Nanjing University School of Medicine, Research Institute of Nephrology, Jingling Hospital, Nanjing, China

W. Hu

Nanjing University School of Medicine, Research Institute of Nephrology, Jingling Hospital, Nanjing, China, hwx64{at}medmail.com.cn

H. Xie

Nanjing University School of Medicine, Research Institute of Nephrology, Jingling Hospital, Nanjing, China

H. Zhang

Nanjing University School of Medicine, Research Institute of Nephrology, Jingling Hospital, Nanjing, China

H. Chen

Nanjing University School of Medicine, Research Institute of Nephrology, Jingling Hospital, Nanjing, China

C. Zeng

Nanjing University School of Medicine, Research Institute of Nephrology, Jingling Hospital, Nanjing, China

Z. Liu

Nanjing University School of Medicine, Research Institute of Nephrology, Jingling Hospital, Nanjing, China

L. Li

Nanjing University School of Medicine, Research Institute of Nephrology, Jingling Hospital, Nanjing, China

The presence of renal noninflammatory necrotizing vasculopathy (NNV) is often associated with a severe form of lupus nephritis (LN), which is unresponsive to standard therapy. We conducted a 6-month randomized, prospective, open-label trial comparing mycophenolate mofetil (MMF) (1.5—2.0 g/day) with monthly i.v. cyclophosphamide (CTX) (0.75—1.0 g/m2) as induction therapy for class IV LN with NNV. The primary and second end points were complete remission (CR) and partial remission (PR), respectively.

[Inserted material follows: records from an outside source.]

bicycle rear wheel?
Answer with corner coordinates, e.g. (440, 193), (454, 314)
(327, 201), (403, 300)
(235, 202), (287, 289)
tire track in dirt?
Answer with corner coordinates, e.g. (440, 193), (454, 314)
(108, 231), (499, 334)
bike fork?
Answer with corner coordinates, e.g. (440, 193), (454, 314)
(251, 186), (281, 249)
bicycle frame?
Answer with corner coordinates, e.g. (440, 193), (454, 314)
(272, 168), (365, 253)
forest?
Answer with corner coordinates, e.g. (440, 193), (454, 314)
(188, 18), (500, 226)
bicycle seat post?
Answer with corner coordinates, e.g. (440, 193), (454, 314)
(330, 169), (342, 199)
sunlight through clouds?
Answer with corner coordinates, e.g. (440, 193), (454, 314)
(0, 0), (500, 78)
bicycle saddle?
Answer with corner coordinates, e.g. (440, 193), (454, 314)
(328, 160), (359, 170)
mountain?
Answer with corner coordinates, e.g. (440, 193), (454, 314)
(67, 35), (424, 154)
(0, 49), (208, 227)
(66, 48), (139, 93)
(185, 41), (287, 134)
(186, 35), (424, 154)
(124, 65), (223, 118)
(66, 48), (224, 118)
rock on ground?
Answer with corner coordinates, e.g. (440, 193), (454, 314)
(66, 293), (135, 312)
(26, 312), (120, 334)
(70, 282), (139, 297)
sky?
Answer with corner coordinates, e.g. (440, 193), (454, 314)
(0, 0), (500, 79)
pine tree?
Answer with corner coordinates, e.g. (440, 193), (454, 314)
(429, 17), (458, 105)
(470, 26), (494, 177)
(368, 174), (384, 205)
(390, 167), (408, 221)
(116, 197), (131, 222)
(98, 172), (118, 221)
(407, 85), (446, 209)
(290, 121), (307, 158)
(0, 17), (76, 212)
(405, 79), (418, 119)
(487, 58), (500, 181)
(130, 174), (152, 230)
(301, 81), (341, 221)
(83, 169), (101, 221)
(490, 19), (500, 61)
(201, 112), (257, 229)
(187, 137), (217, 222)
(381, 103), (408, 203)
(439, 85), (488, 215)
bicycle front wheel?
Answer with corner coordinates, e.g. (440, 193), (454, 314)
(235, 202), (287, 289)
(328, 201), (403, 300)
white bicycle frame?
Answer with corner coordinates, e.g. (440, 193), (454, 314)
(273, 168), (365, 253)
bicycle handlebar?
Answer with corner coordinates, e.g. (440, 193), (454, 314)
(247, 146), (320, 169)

Of 20 patients recruited, nine were randomly assigned to MMF and 11 to CTX. The baseline characteristics between groups were not significant. CR was achieved in four patients (44.4%) receiving MMF and in none of the patients receiving CTX (P = 0.026). PR was achieved in two patients (22.2%) in the MMF group and three patients (27.2%) in the CTX group. The total remission rate (CR + PR) in the MMF and CTX group was 66.6 and 27.2%, respectively (P = 0.17). MMF was more effective than i.v. CTX in reducing proteinuria and haematuria. Adverse events were significantly less frequent with MMF than with CTX (P = 0.028). MMF was superior to i.v. CTX in inducing CR of LN with NNV and had a more favourable safety profile. Lupus (2007) 16, 707—712.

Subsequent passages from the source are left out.